HISTORIQUE : En 17°3, M. de Montfort avait invité M. Claude Poullart des Places, qui peu après devait fonder la Congrégation des Missionnaires du Saint-Esprit, à s'unir à lui pour travailler ensemble « au salut des âmes dans les missions » (BESNARD, Montfort, L. 5, p. 1°4). Leur entretien s'était terminé par cette promesse de M. des Places. « Si Dieu me fait la grâce de réussir [à fonder un séminaire pour écoliers pauvres], vous pouvez compter sur des missionnaires. Je vous les préparerai et vous les mettrez en exercice. Par ce moyen vous serez satisfait et moi aussi" (BESNARD, Montfort, L. 5, p. 104). M. des Places mourut en 1709. En 1713, M. de Mont/ort, interrompant ses travaux dans le diocèse de La Rochelle, revint à Paris, pour se concerter avec le successeur de M. des Places au sujet de la promesse du fondateur. C'est au cours de cette visite, aux mois de juillet-août, qu'il écrit à sa Sœur, à Rambervillers, la lettre suivante. |
Vive Jésus, vive sa Croix.
Si vous saviez mes croix et mes humiliations par le menu, je doute si vous désireriez si ardemment de me voir; car je ne suis jamais dans aucun pays que je ne donne un lambeau de ma croix à porter à mes meilleurs amis, souvent malgré moi et malgré eux.
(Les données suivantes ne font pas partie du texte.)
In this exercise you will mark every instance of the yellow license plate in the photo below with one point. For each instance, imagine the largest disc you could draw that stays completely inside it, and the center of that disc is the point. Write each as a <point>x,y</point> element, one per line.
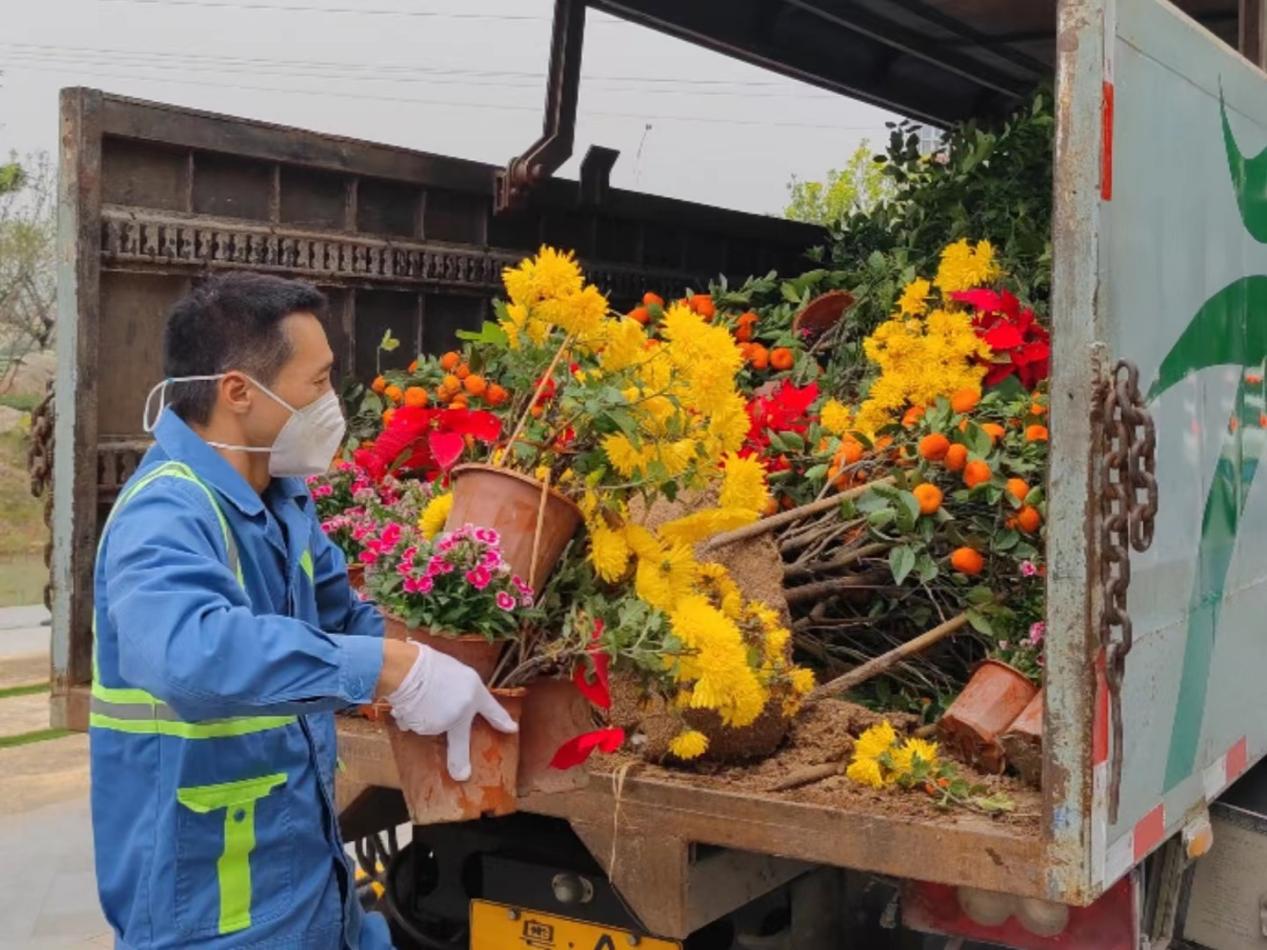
<point>501,927</point>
Aucun ne me peut soutenir et n'ose se déclarer pour moi qu'il n'en souffre, et quelquefois qu'il ne tombe sous les pieds de l'enfer que je combats, du monde que je contredis, de la chair que je persécute. Une fourmilière de péchés et de pécheurs que j'attaque ne me laisse, ni à aucun des miens, aucun repos. Toujours sur le qui-vive, toujours sur les épines, sur les cailloux piquants, je suis comme une balle dans un jeu de paume: on ne l'a pas sitôt poussée d'un côté qu'on la pousse de l'autre, en la frappant rudement. C'est la destinée d'un pauvre pécheur. C'est ainsi que je suis sans relâche et sans repos, depuis treize ans que je suis sorti de Saint-Sulpice.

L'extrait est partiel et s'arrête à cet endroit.